6 Month Old Baby Development
Exploring with his hands
By the time he’s about 6 months old (though sometimes it takes a little longer), your baby’s hand control is developed enough that he can rake an object toward him.
Once he’s learned to grab a toy, he’ll start to practice moving objects from one hand to the other.
He may also discover that letting go of something is as much fun as picking it up. Once he understands the concept of cause and effect, your baby’s world will become more interesting and yours a good deal messier.
Is he a lefty or a righty?
At this stage, most babies seem to favor one hand for a while and then switch to the other. But you can’t tell whether your child is a lefty or a righty until he’s about 2 or 3.
Learning to roll over
Most babies this age have learned to roll over in each direction, a milestone that will probably awe and amuse you.
Of course, while rolling over is fun for your baby, it can also be nerve-wracking for you. Keep a hand on your baby during diaper changes, and never leave him unattended on a bed or any other elevated surface.
Your little social animal
At this age babies not only tolerate attention from others, they often initiate it.
Though you may soon notice the beginnings of stranger anxiety, 6-month-olds are still fairly indiscriminate: Anyone who approaches your baby with raised eyebrows or a grin delights him and becomes an instant friend.
But don’t worry he still needs and craves lots of TLC and attention from you.
Your baby is also learning that his behaviors, both the ones you like and the ones you don’t, engage you, so starting now (and for years to come) your child will do just about anything to get your attention.
Right now almost everything he does is endearing, but as he gets older, he’s more likely to get into mischief to provoke a reaction from you.
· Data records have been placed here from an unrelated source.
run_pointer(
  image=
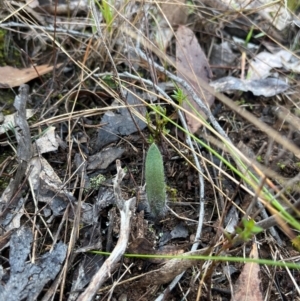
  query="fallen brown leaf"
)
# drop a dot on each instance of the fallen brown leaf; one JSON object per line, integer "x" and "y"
{"x": 13, "y": 77}
{"x": 192, "y": 64}
{"x": 247, "y": 286}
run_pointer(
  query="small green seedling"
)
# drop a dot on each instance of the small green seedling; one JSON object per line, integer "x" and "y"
{"x": 160, "y": 122}
{"x": 155, "y": 182}
{"x": 248, "y": 230}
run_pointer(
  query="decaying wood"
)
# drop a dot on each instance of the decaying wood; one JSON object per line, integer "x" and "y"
{"x": 24, "y": 151}
{"x": 125, "y": 208}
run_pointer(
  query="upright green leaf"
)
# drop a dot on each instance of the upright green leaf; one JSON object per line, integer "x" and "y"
{"x": 155, "y": 181}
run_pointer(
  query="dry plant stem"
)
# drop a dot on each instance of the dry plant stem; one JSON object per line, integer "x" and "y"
{"x": 190, "y": 90}
{"x": 46, "y": 28}
{"x": 110, "y": 264}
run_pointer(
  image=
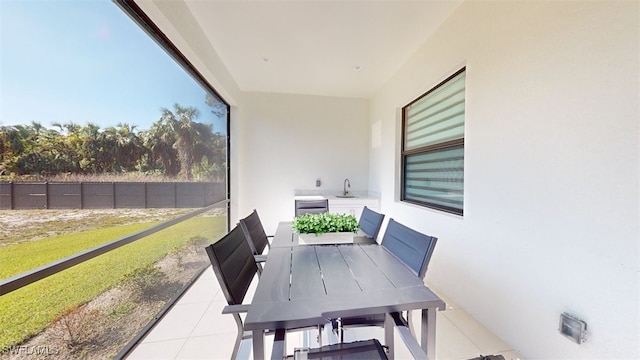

Just don’t forget to lavish attention on him when he meets with your approval.
One thing will become clear: Your baby is beginning to vary his attention-getting repertoire beyond crying.
So expect him to work hard to get you to notice him by wriggling, making noises, and so on. Over the next three months, he’ll develop a uniquely personal way of letting you know what he thinks, wants, and needs.
Playing turn-taking games
Six-month-olds love turn-taking games, especially ones that involve sounds and language. Let your baby be the leader sometimes, and mimic his vocalizations. When it’s your turn to lead, a good way to teach and amuse your child is to make animal noises (“quack-quack,” “bow-wow”).
Your baby the babbler
By 6 months your baby sees and hears the world almost as well as you do.
His communication skills are expanding rapidly, too, as evidenced by his squeals, bubbling sounds, operatic octave changes, and babbling.
At this age, about half of all babies babble, repeating one syllable such as “ba,” “ma,” “ga,” or other consonant-vowel combinations over and over.
A few will even add another syllable or two, making their sounds more complex. You can encourage your baby by babbling right back at him and by making a game of it (“The sheep says, ‘baaa,'” or “The goat says, ‘maaa'”).
He’ll also appreciate it if you listen as if you understand everything he says and find it extremely interesting. Your baby can now recognize different tones and inflections and may fall apart if you speak to him harshly.
One sure-fire way to delight your baby is to blow bubbles with a straw in a cup. Both the sound and sight will make him laugh.
Stimulating his senses
Your baby uses all of his senses to explore and learn about his world.
Make sure he has lots of safe things around to touch, mouth, and manipulate. He’ll delight in squishing a soft rubber ball, patting a piece of fake fur, gnawing a chilled teething ring, and hearing a bell sound inside a stuffed animal.
Getting a kick out of story hour
The American Academy of Pediatrics recommends reading aloud to your child daily starting this month, as it’s about now that he’ll begin to enjoy looking at books with you.
No matter what your child’s age, of course, reading provides an opportunity for cuddling and socializing that both you and your baby can appreciate. You’ll also improve his language skills and prime him for a lifetime love of reading.
Is my baby developing normally?
Remember, each baby is unique and meets physical milestones at his own pace. These skills are simply a guide to what your baby has the potential to accomplish if not right now, then shortly.
If your baby was born prematurely, you’ll probably find that it will be a little while before he can do the same things as other children his age. Don’t worry. Most doctors assess a preterm child’s development from the time he should have been born and evaluate his skills accordingly.